Am I still feeling anxious?
The COVID-19 pandemic has severely threatened mental and physical health worldwide. Numerous reports have shown that mental health has declined during the COVID-19 epidemic, both before and after lockdowns (Pierce, Zajacova, et al., 2020; Van Rheenen et al., 2020; Zajacova et al., 2020). As a psychologist in health, I have helped to manage the mental toll caused by the pandemic for frontline and public providers.
But, as the number of vaccinations increases, shouldn’t everyone feel better?
Some people will feel better. Many people will feel better if they can do things they used to be unable to do. Many people will feel anxious and on edge.
Understanding how brains respond to stress can help you understand these emotional reactions. The Paleomammalian/midbrain, or as we like it to be called, our caveperson brain’ (or “survival mind”), is responsible for many essential functions, including emotional reactions, automatic thoughts, and learning. This system was designed for survival and provides excellent advice to people who lived in the Paleolithic (caveperson) when life expectancy was only 30 years. The brain of a caveperson functions unconsciously and automatically. If you place your hand on a hot plate, your brain will automatically turn off the heat. Because they are vital for survival, the functions of the caveperson’s brain can’t be turned on or off.

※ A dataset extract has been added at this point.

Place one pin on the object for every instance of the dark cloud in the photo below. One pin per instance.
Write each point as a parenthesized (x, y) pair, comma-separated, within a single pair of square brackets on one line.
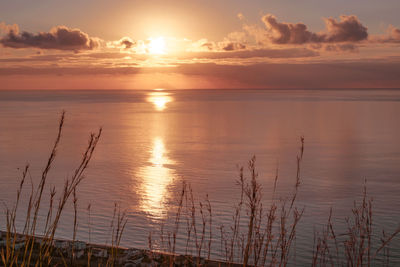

Our caveperson brains were ‘on fire’ during the COVID-19 epidemic. Our unconscious survival brain is activated by the constant threat of the virus. The threat of a pandemic does not require us to be conscious of it. It activates our caveperson brain and triggers the threat response. It works well for acute threats like a bear attack, but it is less effective when there is a constant threat, such as a pandemic. Our survival brain doesn’t work with probabilities. It only works in the worst-case scenario.
The system doesn’t stop working just because we can survive a threat. Cavepersons who survive bear attacks should always be aware of the danger and remain alert. The bear is still a threat; it’s very likely.
Caveperson brains won’t stop warning us about danger even if we have survived. Our brains are wired to remain vigilant for danger even after it passes. Even though vaccination rates are increasing, we might still feel anxious or on edge. It’s evident that the pandemic is not over worldwide and that there may be new threats from local variants.
This can be dealt with by realizing that it is our caveperson brain doing its job and not blaming or blaming others (e.g., “What’s up?”). Understanding that anxiety is normal, even though we feel anxious at times, won’t fuel the caveman’s brain. We can choose to continue doing the things necessary to us even when our caveperson brain warns us about danger.